I don’t know of too many other sports where you find women competing at a high level who celebrate each other’s successes as equally as their own. Tromping together through snow, sleet and mud, friendships formed on the trails tend be very honest, mostly because it’s hard to keep any sort of walls or guards up when you are struggling to breathe and sweating like a pig. The oft-heard excuse “It’s a long story, you don’t want to hear it,” is music to the ears when on a 4-hour-plus run. “Oh, but we DO! Don’t spare any details!”
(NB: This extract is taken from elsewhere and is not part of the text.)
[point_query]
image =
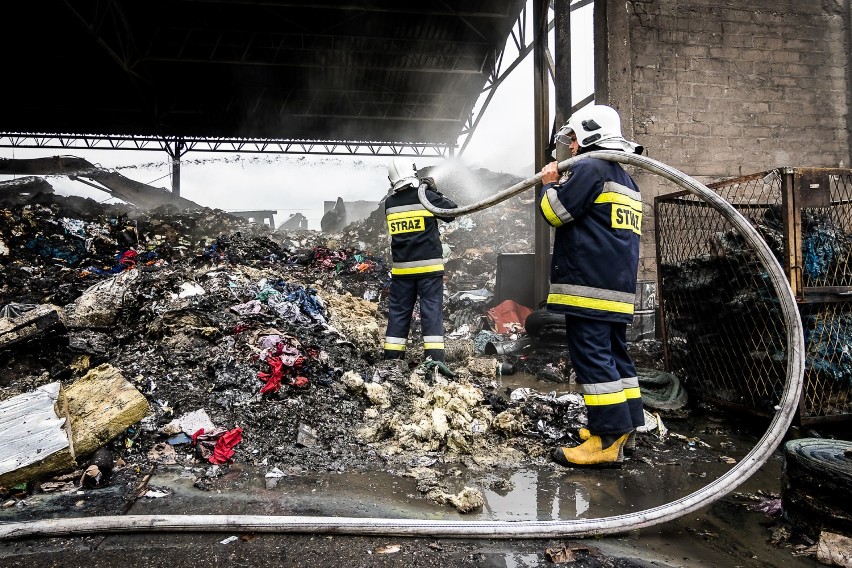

Ultra running itself is a sport where women particularly excel, and I love that it’s not uncommon for a woman to win an ultra outright. Last autumn, Courtney Dauwalter finished the Moab 240 mile race in 2 days, 9 hours, and 59 minutes, beating the second place finisher (and first male) by more than ten hours. Female-first finishes are not that unusual in a sport that calls for more mental strength and strategic racing strategies than pure muscle and aerobic capacity. It’s nice to be fast, but it’s better to be smart.

Time spent in the mountains is always beneficial, and I find trail running provides some of the cheapest therapy around. Anxiety, depression… as my feet begin to flow over familiar paths, I find myself relaxing into the solitude of the forest and the perspective it provides. Running helps me make sense of the world, and find my place in it.

Don’t be lulled however, trail running is messy. It involves excessive amounts of sweat, chafing, faceplants (I’m good at those), and the occasional mid-run dash into the woods to poo. It also provides belly laughs with girlfriends, immense satisfaction through overcoming physical and mental obstacles, and teaches you how to be entirely present. It feels great to hurt so good.